農業界に新しい神話を作る人々 | 農業経営者 7月号 | (2006/07/01)

【「農業経営者」編集長 昆 吉則 -profile
流行りすたりの激しい時代を考えれば、もう旧聞に類することかもしれないが、「ALWAYS 三丁目の夕日」という映画を見た。「俺、3回も見たよ」と勧める同級生の言葉につられて映画館に足を向けたのだ。

原作となった漫画の存在を知らなかったが、いかにも筆者と同世代の原作者が持つ昭和30年代の追憶を、若い映画作家がその映像技法でリアルに再現してみせたこと。それが、この映画が同世代人の心の琴線を震わせた理由なのだろう。

 映画に登場する少年とほぼ同世代の筆者にとっても、そこに映し出される風景と語られるエピソードは懐かしかった。
時代や経験を共有する者が思い出を語る時、事実というより個人の思い込みや自分本位の脚色によって彩られていればこそ、話しの印象が強く、その懐かしさも増幅される。
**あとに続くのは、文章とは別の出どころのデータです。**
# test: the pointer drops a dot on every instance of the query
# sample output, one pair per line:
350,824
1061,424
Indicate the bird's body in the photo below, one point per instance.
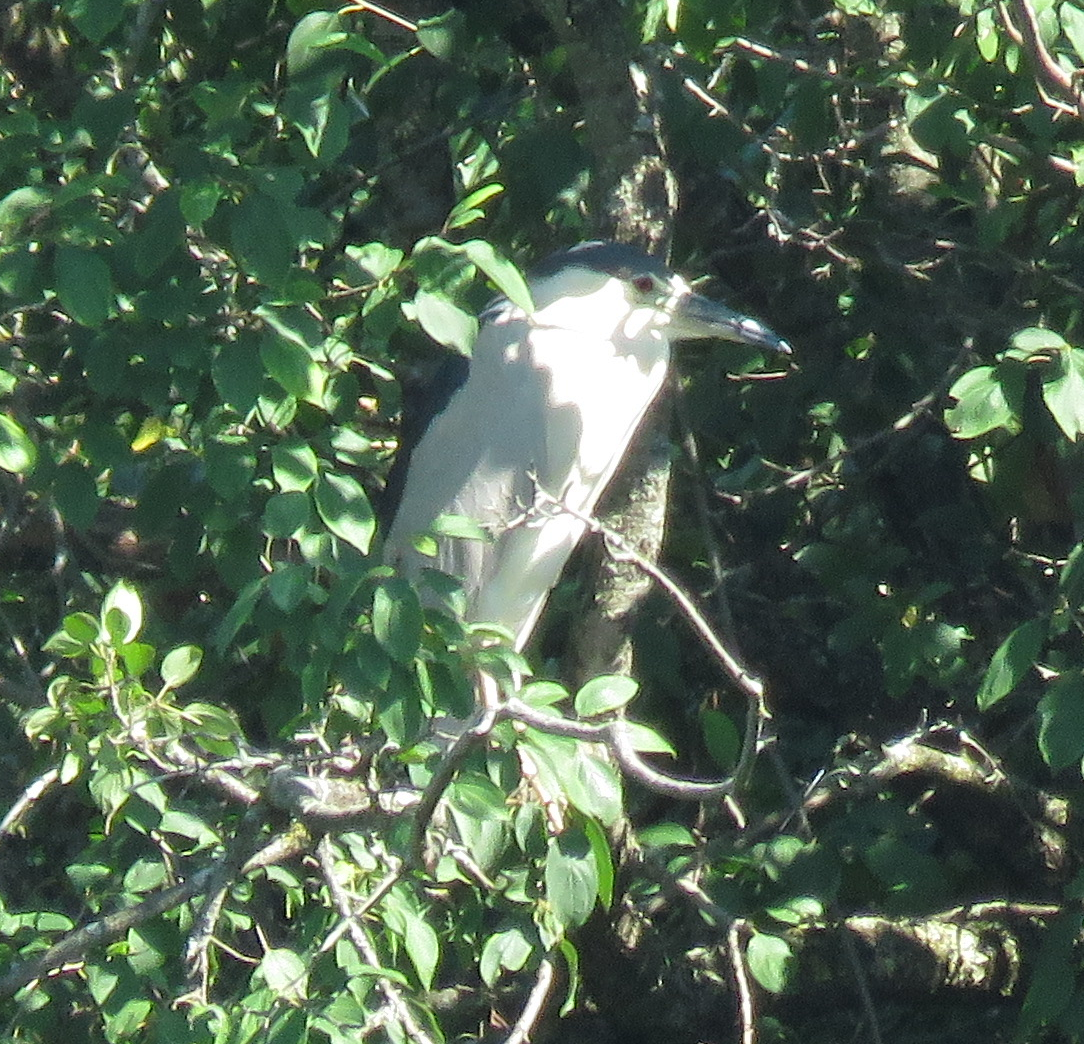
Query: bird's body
549,407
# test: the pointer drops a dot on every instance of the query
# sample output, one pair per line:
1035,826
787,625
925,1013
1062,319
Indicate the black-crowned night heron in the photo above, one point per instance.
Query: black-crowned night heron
550,404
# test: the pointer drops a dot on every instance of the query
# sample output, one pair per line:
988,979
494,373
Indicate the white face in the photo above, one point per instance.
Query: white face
598,305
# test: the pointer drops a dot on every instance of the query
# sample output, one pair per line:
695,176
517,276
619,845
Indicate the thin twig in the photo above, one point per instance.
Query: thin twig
918,410
862,980
532,1009
616,737
364,945
77,944
382,12
27,799
751,685
747,1010
441,778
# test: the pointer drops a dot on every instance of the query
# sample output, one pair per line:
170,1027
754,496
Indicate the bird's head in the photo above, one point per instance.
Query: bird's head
603,286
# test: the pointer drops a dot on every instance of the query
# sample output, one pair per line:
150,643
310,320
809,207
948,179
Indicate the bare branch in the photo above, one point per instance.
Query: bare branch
360,938
525,1025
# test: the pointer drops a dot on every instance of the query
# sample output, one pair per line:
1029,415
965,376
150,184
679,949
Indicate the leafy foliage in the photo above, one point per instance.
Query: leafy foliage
230,236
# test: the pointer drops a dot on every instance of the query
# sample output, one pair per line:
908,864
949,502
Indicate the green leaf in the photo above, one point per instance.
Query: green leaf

民族に神話があるように家族や同時代を生きた者たちも、そのように自らの過去を神話化する。自らのアイデンティティのために。やがてそれが家族や民族の心を繋ぐ絆となる。

主人公の家族の当主が経営する鈴木オートは間口数間の店。どうみても「自動車整備工場」ではなく「自動車整備店」であるところが昭和30年代なのだ。その「社長」の台詞。金の卵とも呼ばれた集団就職で上京し、住み込みで働く少女に、「自動車産業はこれからの時代の花形産業なのだ」というようなことを熱を込めて語る。

現実には、その後の日本社会にはエネルギー転換に伴う大労働争議や公害事件、あるいは国論を二分した政治的混乱があった。でも、彼の台詞に、今よりずっと貧しくとも困難の中で成長を信じていた当時の市井の人々の気分が示されていた。

その場面を見ながら筆者は、あの鈴木オートの社長のごとく熱く未来を語れる人々が、今という時代であればこそ、農業の世界にいることを思い起こしていた。それは未来を信じる経営者本人だけでなく、あえてそこに職場を求める人々たちのことである。

本誌では、5月号から農場に働く人々のリレー訪問対談を始めている。あたりまえの現代の職業人として、法人個人を問わぬ農業経営者の下に働き場所を求めようとする人々。彼らの存在は日本の農業にとっての金の卵というべき存在だ。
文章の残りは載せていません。